Abstract

SUMMARY A general correspondence principle is presented that relates any time-domain electromagnetic diffusion field to an electromagnetic wavefield in a ‘corresponding’ configuration. The principle applies to arbitrarily inhomogeneous and anisotropic media and arbitrary transmitters and receivers. For the correspondence between the two types of electromagnetic fields to hold, the electric conductivity in the diffusive case and the permittivity in the wavefield case should have the same spatial variation, while the permeability distributions in space in the two cases are to be identical.
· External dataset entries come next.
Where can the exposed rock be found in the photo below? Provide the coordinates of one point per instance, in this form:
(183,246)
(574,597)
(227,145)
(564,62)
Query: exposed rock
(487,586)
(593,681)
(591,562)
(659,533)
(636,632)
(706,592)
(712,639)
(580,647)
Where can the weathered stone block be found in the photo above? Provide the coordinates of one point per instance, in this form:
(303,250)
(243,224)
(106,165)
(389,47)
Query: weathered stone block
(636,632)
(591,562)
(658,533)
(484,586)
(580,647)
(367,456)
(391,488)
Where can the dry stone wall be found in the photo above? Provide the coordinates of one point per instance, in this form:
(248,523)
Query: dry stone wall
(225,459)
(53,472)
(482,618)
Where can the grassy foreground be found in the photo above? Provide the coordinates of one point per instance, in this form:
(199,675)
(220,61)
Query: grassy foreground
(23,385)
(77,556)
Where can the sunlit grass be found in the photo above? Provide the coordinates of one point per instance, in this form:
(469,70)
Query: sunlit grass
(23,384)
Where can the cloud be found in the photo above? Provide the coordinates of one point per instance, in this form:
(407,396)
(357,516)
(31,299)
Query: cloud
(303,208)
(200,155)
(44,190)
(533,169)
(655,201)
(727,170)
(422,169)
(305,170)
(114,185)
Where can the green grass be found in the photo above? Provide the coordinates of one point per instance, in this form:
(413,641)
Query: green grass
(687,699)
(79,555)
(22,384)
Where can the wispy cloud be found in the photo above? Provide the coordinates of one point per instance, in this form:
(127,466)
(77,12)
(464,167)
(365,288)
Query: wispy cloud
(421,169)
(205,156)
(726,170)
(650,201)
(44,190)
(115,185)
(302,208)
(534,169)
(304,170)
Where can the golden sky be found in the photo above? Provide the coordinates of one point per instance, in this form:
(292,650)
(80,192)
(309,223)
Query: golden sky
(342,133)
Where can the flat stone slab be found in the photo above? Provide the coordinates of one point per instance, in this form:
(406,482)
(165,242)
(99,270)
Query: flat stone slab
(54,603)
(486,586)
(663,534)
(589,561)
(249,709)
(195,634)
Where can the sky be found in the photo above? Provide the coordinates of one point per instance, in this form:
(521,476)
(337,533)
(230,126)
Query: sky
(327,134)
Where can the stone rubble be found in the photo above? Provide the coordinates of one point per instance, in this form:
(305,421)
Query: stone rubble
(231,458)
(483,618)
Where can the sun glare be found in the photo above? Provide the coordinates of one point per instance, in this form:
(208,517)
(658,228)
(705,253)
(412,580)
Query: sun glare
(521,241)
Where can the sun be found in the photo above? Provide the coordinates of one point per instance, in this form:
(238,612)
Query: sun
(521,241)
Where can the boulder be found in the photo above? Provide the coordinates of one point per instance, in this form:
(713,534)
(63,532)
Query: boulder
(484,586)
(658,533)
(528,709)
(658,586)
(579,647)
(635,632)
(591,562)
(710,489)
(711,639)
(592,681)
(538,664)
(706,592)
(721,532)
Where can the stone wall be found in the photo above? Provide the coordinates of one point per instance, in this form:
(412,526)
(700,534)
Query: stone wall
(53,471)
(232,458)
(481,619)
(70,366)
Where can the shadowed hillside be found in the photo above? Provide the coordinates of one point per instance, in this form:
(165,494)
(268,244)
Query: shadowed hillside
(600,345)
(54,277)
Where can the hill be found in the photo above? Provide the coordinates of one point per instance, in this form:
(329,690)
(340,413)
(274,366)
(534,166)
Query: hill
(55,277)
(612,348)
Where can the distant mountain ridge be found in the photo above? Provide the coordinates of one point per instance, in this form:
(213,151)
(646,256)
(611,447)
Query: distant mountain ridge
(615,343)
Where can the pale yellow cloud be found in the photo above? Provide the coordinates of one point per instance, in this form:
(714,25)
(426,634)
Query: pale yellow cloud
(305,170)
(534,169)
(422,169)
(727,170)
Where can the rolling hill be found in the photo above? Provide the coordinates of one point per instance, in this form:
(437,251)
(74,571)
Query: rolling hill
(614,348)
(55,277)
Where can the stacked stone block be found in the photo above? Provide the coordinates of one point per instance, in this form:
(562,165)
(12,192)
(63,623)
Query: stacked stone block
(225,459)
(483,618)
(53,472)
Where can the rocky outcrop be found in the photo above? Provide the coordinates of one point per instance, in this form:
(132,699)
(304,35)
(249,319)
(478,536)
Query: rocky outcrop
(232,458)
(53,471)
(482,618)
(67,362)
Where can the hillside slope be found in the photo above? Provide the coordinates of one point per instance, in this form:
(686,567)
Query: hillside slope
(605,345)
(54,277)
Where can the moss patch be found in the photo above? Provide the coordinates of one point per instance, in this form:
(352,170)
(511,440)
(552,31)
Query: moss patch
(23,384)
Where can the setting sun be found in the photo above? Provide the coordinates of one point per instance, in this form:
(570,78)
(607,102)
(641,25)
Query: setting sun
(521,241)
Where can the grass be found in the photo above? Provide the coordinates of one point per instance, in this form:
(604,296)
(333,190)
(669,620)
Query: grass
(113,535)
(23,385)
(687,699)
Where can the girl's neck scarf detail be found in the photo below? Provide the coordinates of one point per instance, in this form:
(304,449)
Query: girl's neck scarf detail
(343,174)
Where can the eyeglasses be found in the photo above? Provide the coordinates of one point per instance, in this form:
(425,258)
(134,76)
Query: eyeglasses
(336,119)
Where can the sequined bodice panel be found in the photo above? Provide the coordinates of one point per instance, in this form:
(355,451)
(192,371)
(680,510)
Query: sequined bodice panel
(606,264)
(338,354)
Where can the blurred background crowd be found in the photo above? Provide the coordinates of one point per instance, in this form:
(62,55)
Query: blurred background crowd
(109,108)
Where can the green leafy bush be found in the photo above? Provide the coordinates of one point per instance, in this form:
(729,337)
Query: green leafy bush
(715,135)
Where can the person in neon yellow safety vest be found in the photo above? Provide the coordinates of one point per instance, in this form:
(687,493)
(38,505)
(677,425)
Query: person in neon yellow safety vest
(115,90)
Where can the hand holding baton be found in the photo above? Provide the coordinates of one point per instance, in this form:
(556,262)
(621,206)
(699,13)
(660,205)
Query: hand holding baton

Essential steps in the derivation of the correspondence principle are the use of the time Laplace transformation of causal signals, taken at real, positive values of the transform parameter, the Schouten-Van der Pol theorem in the theory of the Laplace transformation, and the reliance upon Lerch’s theorem of the uniqueness of the interrelation between causal field quantities and their time-Laplace-transform representations at real, positive values of the transform parameter. Correspondence is then established between the tensorial Green’s functions in the two cases, where the Green’s functions are the point-receiver responses (either electric or magnetic field) to point-transmitter excitations (either electric- or magnetic-current source). Through the correspondence principle, all transient electromagnetic wavefields (where losses are neglected) have as a counterpart a transient diffusive electromagnetic field (where the electric displacement current is neglected). The interrelation yields the tool to compare quantitatively the potentialities of the two types of fields in transient electromagnetic geophysical prospecting. Finally, a general medium-parameter scaling law for time-domain electromagnetic wavefields is presented.